I was about 10 when I was diagnosed with Major Depression, one of three types of depressive disorders. Disthymic and Adjustment disorder are the other two. It was something that until recently I was embaressed to talk about, especially since I found out that some people think it's something drug companies made up. Some of it is, that much is obvious, but a lot of it isn't. In fact evidence of depression has been around since ancient times. Of course it went by different names.

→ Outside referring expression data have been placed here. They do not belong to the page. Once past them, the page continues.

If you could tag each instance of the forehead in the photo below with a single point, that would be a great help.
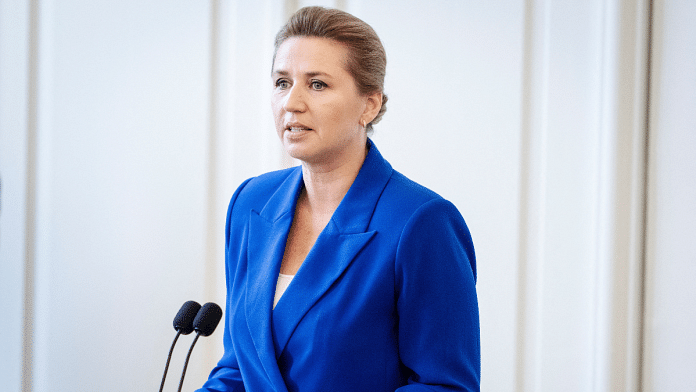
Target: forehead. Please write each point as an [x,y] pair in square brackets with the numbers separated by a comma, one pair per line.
[310,54]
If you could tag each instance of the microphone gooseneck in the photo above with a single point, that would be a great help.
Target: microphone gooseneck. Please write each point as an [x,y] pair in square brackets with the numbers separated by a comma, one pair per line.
[204,324]
[183,324]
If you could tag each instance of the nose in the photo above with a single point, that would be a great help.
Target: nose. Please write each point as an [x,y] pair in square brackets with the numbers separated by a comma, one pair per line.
[295,100]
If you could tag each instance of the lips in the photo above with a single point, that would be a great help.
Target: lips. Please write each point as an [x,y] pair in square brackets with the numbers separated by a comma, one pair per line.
[296,127]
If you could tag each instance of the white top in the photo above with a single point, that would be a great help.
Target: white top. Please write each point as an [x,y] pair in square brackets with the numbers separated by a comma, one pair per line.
[281,286]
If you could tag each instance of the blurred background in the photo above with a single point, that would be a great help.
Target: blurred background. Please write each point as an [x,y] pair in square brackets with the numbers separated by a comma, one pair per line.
[569,127]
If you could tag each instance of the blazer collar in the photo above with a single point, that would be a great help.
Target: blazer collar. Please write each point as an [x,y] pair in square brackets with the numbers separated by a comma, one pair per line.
[344,236]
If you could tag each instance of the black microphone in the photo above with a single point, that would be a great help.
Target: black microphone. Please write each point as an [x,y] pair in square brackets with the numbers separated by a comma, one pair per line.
[204,324]
[183,324]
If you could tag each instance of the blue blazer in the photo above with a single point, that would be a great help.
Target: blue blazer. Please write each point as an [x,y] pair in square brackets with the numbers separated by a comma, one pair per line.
[384,301]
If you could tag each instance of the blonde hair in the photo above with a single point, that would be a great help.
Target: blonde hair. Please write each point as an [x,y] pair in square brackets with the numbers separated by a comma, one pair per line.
[367,62]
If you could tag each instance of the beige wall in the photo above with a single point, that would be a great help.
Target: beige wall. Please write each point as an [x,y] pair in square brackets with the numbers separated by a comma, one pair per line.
[126,126]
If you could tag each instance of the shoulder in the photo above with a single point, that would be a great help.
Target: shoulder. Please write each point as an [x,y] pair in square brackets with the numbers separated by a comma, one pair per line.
[255,191]
[403,197]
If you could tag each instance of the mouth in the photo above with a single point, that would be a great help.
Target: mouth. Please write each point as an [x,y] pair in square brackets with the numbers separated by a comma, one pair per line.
[297,128]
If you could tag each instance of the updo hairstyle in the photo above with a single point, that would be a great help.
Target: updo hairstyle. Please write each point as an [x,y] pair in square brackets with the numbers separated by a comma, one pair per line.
[367,60]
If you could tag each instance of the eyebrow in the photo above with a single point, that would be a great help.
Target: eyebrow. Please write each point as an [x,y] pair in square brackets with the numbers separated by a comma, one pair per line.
[306,74]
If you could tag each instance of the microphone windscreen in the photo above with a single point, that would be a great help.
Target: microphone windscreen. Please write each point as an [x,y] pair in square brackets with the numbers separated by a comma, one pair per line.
[183,322]
[207,319]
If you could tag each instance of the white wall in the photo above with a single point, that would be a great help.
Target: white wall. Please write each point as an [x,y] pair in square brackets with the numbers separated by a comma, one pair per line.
[671,315]
[125,127]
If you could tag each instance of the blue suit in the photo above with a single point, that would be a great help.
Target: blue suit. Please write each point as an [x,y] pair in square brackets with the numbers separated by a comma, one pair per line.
[384,301]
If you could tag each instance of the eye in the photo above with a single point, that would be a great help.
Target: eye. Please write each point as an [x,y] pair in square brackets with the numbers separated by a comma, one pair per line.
[282,84]
[318,85]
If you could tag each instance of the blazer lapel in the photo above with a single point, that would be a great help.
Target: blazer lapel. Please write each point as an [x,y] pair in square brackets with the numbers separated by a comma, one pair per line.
[338,244]
[268,232]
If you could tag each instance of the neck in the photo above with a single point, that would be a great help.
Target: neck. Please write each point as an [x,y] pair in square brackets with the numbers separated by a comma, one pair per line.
[325,186]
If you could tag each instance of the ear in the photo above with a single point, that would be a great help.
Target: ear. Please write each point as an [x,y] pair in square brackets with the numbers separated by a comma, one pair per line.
[372,107]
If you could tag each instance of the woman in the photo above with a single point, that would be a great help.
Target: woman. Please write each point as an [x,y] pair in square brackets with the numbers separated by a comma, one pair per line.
[382,273]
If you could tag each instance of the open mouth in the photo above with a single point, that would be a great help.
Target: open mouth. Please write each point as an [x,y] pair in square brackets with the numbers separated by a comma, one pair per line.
[297,129]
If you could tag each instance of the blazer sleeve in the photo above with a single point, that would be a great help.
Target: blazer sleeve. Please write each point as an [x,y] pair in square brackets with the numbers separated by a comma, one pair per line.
[226,377]
[438,320]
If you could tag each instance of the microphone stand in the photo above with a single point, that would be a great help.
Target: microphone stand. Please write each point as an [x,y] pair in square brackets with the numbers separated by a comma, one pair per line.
[169,358]
[181,382]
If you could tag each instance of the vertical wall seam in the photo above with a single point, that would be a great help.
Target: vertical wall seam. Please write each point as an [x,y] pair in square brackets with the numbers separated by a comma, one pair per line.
[27,383]
[211,262]
[646,186]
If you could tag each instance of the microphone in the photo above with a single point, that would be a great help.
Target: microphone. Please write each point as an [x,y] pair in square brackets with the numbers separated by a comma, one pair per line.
[204,324]
[183,324]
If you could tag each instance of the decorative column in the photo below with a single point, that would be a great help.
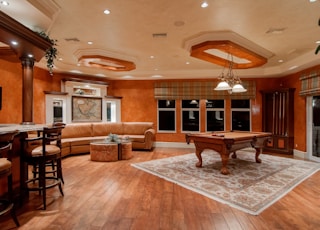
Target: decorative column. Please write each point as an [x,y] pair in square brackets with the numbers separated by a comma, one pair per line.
[27,90]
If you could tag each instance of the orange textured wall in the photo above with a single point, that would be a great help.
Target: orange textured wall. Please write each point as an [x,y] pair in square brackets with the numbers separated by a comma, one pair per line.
[11,83]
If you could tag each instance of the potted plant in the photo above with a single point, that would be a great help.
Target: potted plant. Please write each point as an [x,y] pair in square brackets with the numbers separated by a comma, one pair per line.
[51,53]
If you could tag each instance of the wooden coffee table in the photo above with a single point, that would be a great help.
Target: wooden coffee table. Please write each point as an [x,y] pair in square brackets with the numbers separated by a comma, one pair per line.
[110,151]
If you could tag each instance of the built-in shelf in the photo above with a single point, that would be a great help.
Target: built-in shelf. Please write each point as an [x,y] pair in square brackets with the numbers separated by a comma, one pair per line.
[55,93]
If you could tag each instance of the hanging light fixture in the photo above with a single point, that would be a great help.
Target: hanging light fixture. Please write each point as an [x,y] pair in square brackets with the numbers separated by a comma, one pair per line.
[230,82]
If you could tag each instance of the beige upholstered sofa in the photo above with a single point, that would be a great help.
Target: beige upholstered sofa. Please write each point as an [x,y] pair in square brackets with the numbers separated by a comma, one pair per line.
[76,137]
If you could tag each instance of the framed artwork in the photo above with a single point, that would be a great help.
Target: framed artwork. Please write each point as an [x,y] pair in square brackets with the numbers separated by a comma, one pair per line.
[86,109]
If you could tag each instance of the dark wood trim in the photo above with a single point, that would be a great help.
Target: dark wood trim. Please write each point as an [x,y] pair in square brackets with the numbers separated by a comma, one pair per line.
[114,97]
[85,81]
[29,41]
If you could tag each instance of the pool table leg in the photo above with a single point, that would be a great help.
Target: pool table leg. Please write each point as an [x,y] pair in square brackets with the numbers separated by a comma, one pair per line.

Meloncholia was mentioned by Hippocrates his people believed that it was caused by an imbalence of humors. It was mentioned by Arab and Persian doctors. In medieval times christians called it Acecia,a possible precursor to Sloth, one of the Seven Deadly Sins written down by a monk.
Signs of depresson vary from person to person but there are things they have in common. A persistent feeling of worthlessness or loosing interest in things you enjoyed,for example. Some people crave food like I do or they have no appitite. Some people want to sleep all the time, like me, others can't sleep. In some cases it's a normal reaction, like the death of a loved one. That is not the same as the illness. The illness is like a living thing that won't let you go, it's always there ready to randomly grab you and pull you under,feeding off itself.
There are ways to beat it back, some good, others not very smart. We are all aware of the not so smart ones such as alchohol. It is an ineffective treatment obviously or there wouldn't be alchoholics, not to mention it's a depressent. Positive methods are talk therapy, medication, music, hobbies, volunteering, vitamin D, exersize, a heathy diet, support groups, pets, friends, faith, whatever works for you.
Depression has a spiral effect on people. Someone with the disorder affects everyone around them, espesially if it goes untreated. That affect is negitive, draging family down with you, not taking care of reposibilities. They may start feeling depressed if they don't leave you. Then there is the damage caused by suicide, the horror, anger, and grief it causes.
Unfortunately a lot of people don't get help. THere are a lot of reasons for this. They might not care enough anymore to make an effort. There is also the stigma that comes with mental illness. Emotional pain, especially that with no extaernal cause is seen by many as a weakness, it's the way many cultures are set up. People don't want to seem weak and face ridcule. Taking care of yourself in not weak, it is neccesary. Many think we can snap out of it, if we could do that it would never of happened to begin with.
It took me a while not to be ashamed of my disorder, sometimes I still am. It's not an excuse for behavior, there are treatments and constructive ways to cope. It is a pain in the ass and well as some other parts of my body. It is a part of my life and if it a part of yours, do something about it.